Jachna/Tarwid/Karch – „SUNDIAL II” – Album zawiera 9 kompozycji napisanych przez wszystkich członków tria i pokazuje konsekwentny progres zespołu od momentu debiutu – zarówno w wypracowywaniu wspólnego brzmienia, jak i w interakcji. Wszystkie współczesne inspiracje – od delikatnej kameralistyki, poprzez nowoczesny, akustyczny mainstream, aż po elementy improwizacji free – słychać na płycie, która cała skrzy się od pomysłów.

Nagrania zostały zarejestrowane w studiu RecPublica w Lubrzy przez Kamila Kęskę – wykładowcę reżyserii dźwięku na Akademii Muzycznej w Bydgoszczy.
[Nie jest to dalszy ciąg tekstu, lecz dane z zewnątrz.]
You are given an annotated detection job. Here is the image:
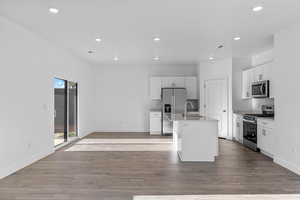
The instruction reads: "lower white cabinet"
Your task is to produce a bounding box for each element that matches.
[233,114,243,143]
[257,119,275,157]
[150,111,161,135]
[149,76,198,100]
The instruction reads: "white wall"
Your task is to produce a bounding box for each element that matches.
[272,24,300,174]
[198,58,232,139]
[0,18,94,178]
[94,63,197,132]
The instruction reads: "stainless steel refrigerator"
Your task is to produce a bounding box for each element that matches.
[161,88,186,135]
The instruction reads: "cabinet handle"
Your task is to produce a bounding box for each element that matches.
[262,129,267,136]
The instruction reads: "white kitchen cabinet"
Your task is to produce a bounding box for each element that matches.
[242,62,274,99]
[184,77,198,99]
[262,62,274,98]
[150,111,161,135]
[257,119,275,157]
[150,76,198,100]
[242,70,253,99]
[161,76,184,87]
[250,66,265,82]
[173,118,219,162]
[233,114,243,143]
[150,77,162,100]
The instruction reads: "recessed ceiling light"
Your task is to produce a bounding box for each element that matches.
[153,56,159,61]
[88,50,95,54]
[252,6,264,12]
[153,37,160,42]
[49,8,59,14]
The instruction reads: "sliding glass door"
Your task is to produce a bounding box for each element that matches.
[54,78,78,146]
[68,81,77,140]
[54,78,67,146]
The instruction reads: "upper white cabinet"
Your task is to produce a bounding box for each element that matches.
[150,76,198,100]
[242,62,274,99]
[150,77,161,100]
[161,77,184,87]
[184,77,198,99]
[242,70,253,99]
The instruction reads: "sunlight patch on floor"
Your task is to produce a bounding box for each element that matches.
[65,138,174,151]
[133,194,300,200]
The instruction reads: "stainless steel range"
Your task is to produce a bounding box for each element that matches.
[243,115,259,151]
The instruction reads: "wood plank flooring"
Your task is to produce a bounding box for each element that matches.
[0,133,300,200]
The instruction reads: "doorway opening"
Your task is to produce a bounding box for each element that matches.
[54,78,78,147]
[204,79,229,139]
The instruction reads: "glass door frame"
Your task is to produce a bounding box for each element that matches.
[54,77,68,147]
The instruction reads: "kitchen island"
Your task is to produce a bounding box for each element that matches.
[173,116,219,162]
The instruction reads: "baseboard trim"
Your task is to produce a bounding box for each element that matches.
[273,156,300,175]
[0,150,54,179]
[94,130,150,134]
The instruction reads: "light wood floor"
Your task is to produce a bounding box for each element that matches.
[0,133,300,200]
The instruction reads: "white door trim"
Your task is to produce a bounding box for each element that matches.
[203,77,232,140]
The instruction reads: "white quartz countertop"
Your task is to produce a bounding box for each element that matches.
[174,116,218,122]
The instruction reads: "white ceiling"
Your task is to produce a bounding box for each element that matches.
[0,0,300,63]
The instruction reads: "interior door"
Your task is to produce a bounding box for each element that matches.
[204,79,228,138]
[68,81,78,140]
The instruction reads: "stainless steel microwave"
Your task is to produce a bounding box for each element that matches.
[251,80,270,98]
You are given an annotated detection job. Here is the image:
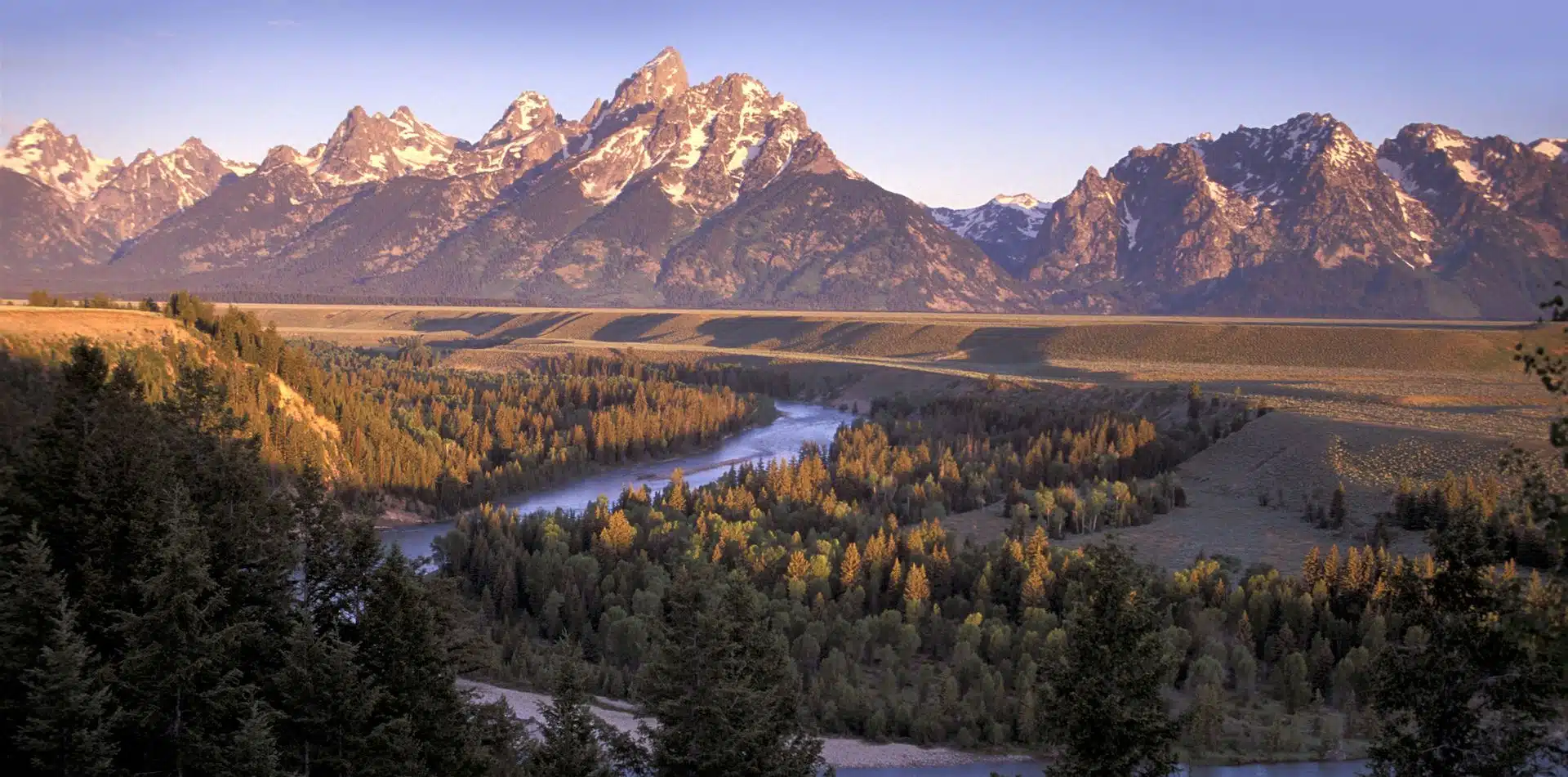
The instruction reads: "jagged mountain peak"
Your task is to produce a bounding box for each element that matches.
[0,119,126,203]
[256,145,322,172]
[991,193,1050,210]
[600,47,690,118]
[477,91,561,148]
[571,63,834,213]
[930,193,1050,276]
[312,105,458,185]
[1530,138,1568,162]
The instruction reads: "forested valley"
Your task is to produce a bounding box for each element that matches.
[0,293,1568,777]
[0,292,792,511]
[441,386,1563,758]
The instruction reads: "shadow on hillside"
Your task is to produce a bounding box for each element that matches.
[414,312,514,336]
[696,315,822,349]
[593,312,680,342]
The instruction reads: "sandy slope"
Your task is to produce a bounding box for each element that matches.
[458,680,1022,767]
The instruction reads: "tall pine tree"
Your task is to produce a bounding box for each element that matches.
[643,569,823,777]
[1046,538,1181,777]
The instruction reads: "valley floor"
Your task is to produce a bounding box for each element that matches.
[245,305,1558,569]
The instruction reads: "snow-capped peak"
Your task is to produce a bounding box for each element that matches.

Album „Sundial II” zostanie wydany nakładem prestiżowej słowackiej wytwórni HevHetia na CD i LP.

Wojciech Jachna – trąbka, flugelhorn
Grzegorz Tarwid – fortepian
Albert Karch – perkusja, instrumenty perkusyjne

Nagrano 6-7 lutego 2016 w Recpublica STudios w Lubrzy
Nagranie i miks: Kamil Kęska
Mastering: Marcin Bociański
Projekt okładki: Anna Krztoń

„W dwa lata po nagraniu pierwszej płyty – „Sundial” – skład Jachna/Tarwid/Karch wraca z wydawniczą kontynuacją swej muzycznej propozycji pt. „Sundial II”. Między premierami obu albumów artyści pracowali w ramach różnych projektów, jednak życie tria wyznaczają nieczęste, ale regularne koncerty w Polsce i za granicą. Na te warto czekać, bo muzyka zarówno na poprzedniej, jak i nowej płycie zespołu, jest w dużej mierze minimalistyczna, oparta na szkicach, które mają szansę rozwinąć się w bogate całości dopiero na koncercie.
To, co wydaje się przede wszystkim cechować sztukę tria, to aura szczerości, w której jest ona tworzona. Dominują tu delikatność oraz wyciszenie. I właśnie w takiej atmosferze muzycy prezentują swoje artystyczne zainteresowania: skupienie na dźwiękowym detalu, urozmaicenie faktury brzmienia, brak pośpiechu w kreowaniu. Nie mogliby tak przekonująco prowadzić osobistych mikrohistorii, gdyby nie pełne otwarcie się na partnerów. Ta bliskość oraz międzyludzka empatia, które emanują z twórczości zespołu, to jego wielka wartość.
Każdy wybrzmiewa tu po swojemu w sekwencjach grupowych bądź solo i dzięki temu mamy do czynienia z muzyką, która podporządkowana jest nie konwencji, a indywidualnemu wyrazowi. Ten jest raz bardziej liryczny, raz impulsywny. To dominuje subtelność, to wzmaga się patetyczny żywioł. W jednej kompozycji wpaść można w niepokojący, nieludzki trans, by w kolejnym utworze być wyrwanym z niego pełnymi swobody pasażami. Jeżeli zaś chodzi o paletę emocji i stanów ducha, które proponuje Wojciech Jachna wraz z Grzegorzem Tarwidem i Albertem Karchem, to głównymi jej składnikami wydają się być melancholia i rezygnacja. Piękny smutek.
Swoboda, która jest nieodzownym elementem muzyki improwizowanej, tutaj służy przede wszystkim szczerości wyciszonego wyznania, a nie ekspozycji namiętnych porywów. I o taką właśnie szczerość – w moim poczuciu – w sztuce chodzi”.